Born in the growing field of thought and research surrounding the German-Hebrew dialogue, this research group now aspires to broaden its scope, extending it to other languages and additional historical, literary, and cultural points of contact Our discussions will center on questions of multilingualism, cultural meeting points, and translation arising in texts written in diverse Jewish languages – from East and West. They will focus on manifestations of the interaction between different languages in literary texts, not only overt and explicit, but also the more obscure and indirect correlations occurring in syntactical structures, ways of thinking, semantic history, and in the various undercurrents running through the literary text.
The evolution of the “German-Hebrew” discourse as a research field was influenced by currents such as multiculturalism and post-colonialism, and by changes in translation theory that deeply impacted German-Jewish studies during the 1990s. The increasing focus on multilingualism in the areas of cultural studies and German studies led to more intense scrutiny of monolingual texts written by bilingual writers in German and in Hebrew that created parallel texts offering fertile ground for comparative research. Conversely, readings of multilingual texts in German-Hebrew studies focus primarily on the use of Hebrew words, sentences and concepts in German texts. These studies have appeared predominantly in English and they represent part of a wider discourse on Jewish-German cultural history. However, few studies address the incidence of German words in Hebrew texts or the various less discernible ways in which the two languages influence one another and the frequent involvement of additional languages in this encounter.
We seek to focus on the dash (-), that is, the point of contact, the rift and the lines of convergence between the languages; to probe deeper and extend the discussion beyond the preoccupation with German and Hebrew. We wish to scrutinize the dash per se within the world of Jewish literatures, not necessarily as a link between just two elements, but as a signifier of the complex relationship between languages and cultures beyond the boundaries that separate them.
Scholars who deal in a “third” language (Arabic, Persian, French, Spanish, Ladino, Yiddish, Polish, Russian, etc.) that may be relevant to this encounter are invited to join the research group so as to discuss the topic in a broad comparative context embracing a variety of perspectives and disciplines such as comparative literature, linguistics, philosophy of language, and cultural history.
The research group is scheduled to meet once a month during the 2020-2021 academic year and welcomes doctoral and post-doctoral students from Israel and abroad who wish to participate in this conversation. The meetings will be held online on Wednesdays at 20:00 IST.
If you would like to participate, please submit an application outlining a research proposal and a “statement of intent” (1-2 pages each) by December 15, 2020, to the Leo Baeck Institute’s email address: leobaeck@leobaeck.org
Group coordinators:
Jan Kühne, Franz Rosenzweig Minerva Research Center, The Hebrew University of Jerusalem
Gilad Shiram, Stanford University

Jan Kühne is associate researcher at the Rosenzweig Minerva Center. His current project is dedicated to multilingualism and translation in Jewish Literature primarily of German and Hebrew affinity, with focus on multilingual homophony as a poetic writing technique. Kühne’s Ph.D. re-search, conducted at the Hebrew University of Jerusalem, was dedicated to the German-Jewish writer Sammy Gronemann (1875-1952), published under Die zionistische Komödie im Drama Sammy Gronemanns (2020). Besides documenting Gronemann’s largely unknown Israeli oeuvre and Hebrew corpus, this project developed into the Critical Edition of Collected Works by Sammy Gronemann, which Kühne initiated and edits, and of which three volumes have already been published.

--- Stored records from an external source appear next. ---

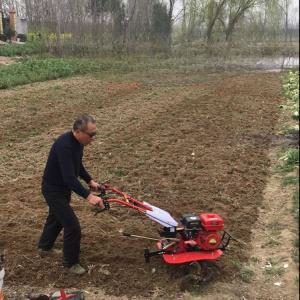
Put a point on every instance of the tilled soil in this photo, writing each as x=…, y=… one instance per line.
x=185, y=148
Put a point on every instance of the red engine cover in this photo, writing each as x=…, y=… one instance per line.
x=209, y=240
x=212, y=222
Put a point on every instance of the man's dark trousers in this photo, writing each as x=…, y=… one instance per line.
x=61, y=215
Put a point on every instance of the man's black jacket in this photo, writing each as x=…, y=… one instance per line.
x=64, y=165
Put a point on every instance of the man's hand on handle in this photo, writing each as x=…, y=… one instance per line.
x=95, y=200
x=94, y=186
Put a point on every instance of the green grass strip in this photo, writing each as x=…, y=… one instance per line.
x=33, y=70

Gilad Shiram is a PhD candidate in the department of German Studies at Stanford University, working on 20th century poetry as well as German-Jewish literature and thought. Other interests include translation, literary theory, Jewish languages, and digital humanities. Gilad is a graduate of the Adi Lautman Interdisciplinary Program and holds a master’s degree in Literature from Tel Aviv University.

Dr Avner Ofrath teaches Modern History at the University of Bremen, specialising in citizenship and the public sphere in the colonial and post-colonial Mediterranean. His first monograph, The Unmaking of Citizenship: Republican France and colonial Algeria, 1848-1958 (Bloomsbury Aca-demic, forthcoming 2022) explores the emergence of racialised French citizenship in the nineteenth and twentieth centuries.
His current project investigates Jewish-Muslim relations in the broader Mediterranean, tracing the diverging responses of different communities to the challenges posed by the modern European state. The project pays special attention to political writing in Judeo-Arabic in the Middle East and North Africa. Drawing on petitions, pamphlets and newspaper articles, the project explores the gaps and intersections between the grand narratives of modern Jewish life: assimilation, nationalism, secularism and orthodoxy.

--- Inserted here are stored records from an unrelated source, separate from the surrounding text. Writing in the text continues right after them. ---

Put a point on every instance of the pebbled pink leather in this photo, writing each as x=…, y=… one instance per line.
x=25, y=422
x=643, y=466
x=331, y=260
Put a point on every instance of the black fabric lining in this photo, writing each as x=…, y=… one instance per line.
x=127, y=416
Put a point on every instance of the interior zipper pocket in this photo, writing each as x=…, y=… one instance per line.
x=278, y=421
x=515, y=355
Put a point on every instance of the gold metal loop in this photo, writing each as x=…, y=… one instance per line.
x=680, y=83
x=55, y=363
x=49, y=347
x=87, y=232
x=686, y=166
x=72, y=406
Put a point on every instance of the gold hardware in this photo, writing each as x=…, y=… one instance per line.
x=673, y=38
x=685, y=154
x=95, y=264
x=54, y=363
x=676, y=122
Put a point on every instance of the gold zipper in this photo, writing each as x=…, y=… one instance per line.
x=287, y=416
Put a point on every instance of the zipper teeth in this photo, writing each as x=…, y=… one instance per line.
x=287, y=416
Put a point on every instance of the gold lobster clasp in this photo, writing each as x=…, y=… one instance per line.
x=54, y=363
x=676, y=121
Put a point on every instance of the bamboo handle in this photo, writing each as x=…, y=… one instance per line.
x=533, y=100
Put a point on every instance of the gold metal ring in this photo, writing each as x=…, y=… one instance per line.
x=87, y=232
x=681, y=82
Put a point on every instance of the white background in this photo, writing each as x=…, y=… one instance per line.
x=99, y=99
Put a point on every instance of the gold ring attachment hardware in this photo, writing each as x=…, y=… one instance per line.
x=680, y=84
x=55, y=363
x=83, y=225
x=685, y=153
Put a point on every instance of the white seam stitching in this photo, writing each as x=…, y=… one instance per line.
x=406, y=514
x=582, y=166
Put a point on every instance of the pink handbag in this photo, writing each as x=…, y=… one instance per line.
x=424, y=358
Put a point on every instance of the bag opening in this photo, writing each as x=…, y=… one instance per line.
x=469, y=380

Michal Peles Almagor is a post-doctoral fellow at the Franz Rosenzweig Minerva Center at the Hebrew University of Jerusalem. She earned her doctorate at Chicago University’s department of comparative literature, and her MA at Ben Gurion University’s department of Hebrew literature. Her research deals with Hebrew and German-Jewish literature and theater, focusing on multilingualism as reflected in the processes of canonization, Jewish-cultural historiography, and the poetics of the Hebrew novel. Her work is supported by the humanities faculty of Chicago University, the Joyce Z. and Jacob Greenberg Center for Jewish Studies, and the UC Mellon Foundation. She is currently working on her book No Arrival: German Realms and the Rise of the Hebrew Novel.

Ido Ben Harush is a PhD student at the Department of Germanic Languages and Literatures at Yale University. His research focuses on the tensions and intersections of literature, theology, and political thought in early twentieth century German-Jewish authors. He is interested in the intercon-nections between secularism and tradition, Judaism and Christianity, and revolution and redemption.
Recent publication: “Franz Rosenzweig, Richard Wagner and the Sacred Theater of the Day of Atonement,” New German Critique (forthcoming)

Sergii Gurbych, PhD candidate at Hochschule für Jüdische Studien, Heidelberg University, Germany. Academic interests: Jewish studies, Migrant literature, Identity studies, Hebrew poetry
Current project: German cultural roots of the Hebrew poetry by Nathan Zach and Yehuda Amichai
serge.gurbich@gmail.com

Omer Waldman is a research student in the department of Hebrew Language at the Hebrew University of Jerusalem. His MA dissertation addressed issues of language and style in the poetry of Avot Yeshurun up until 1970. In his doctoral dissertation Omer will conduct a linguistic examination of all of Yeshurun’s poetry.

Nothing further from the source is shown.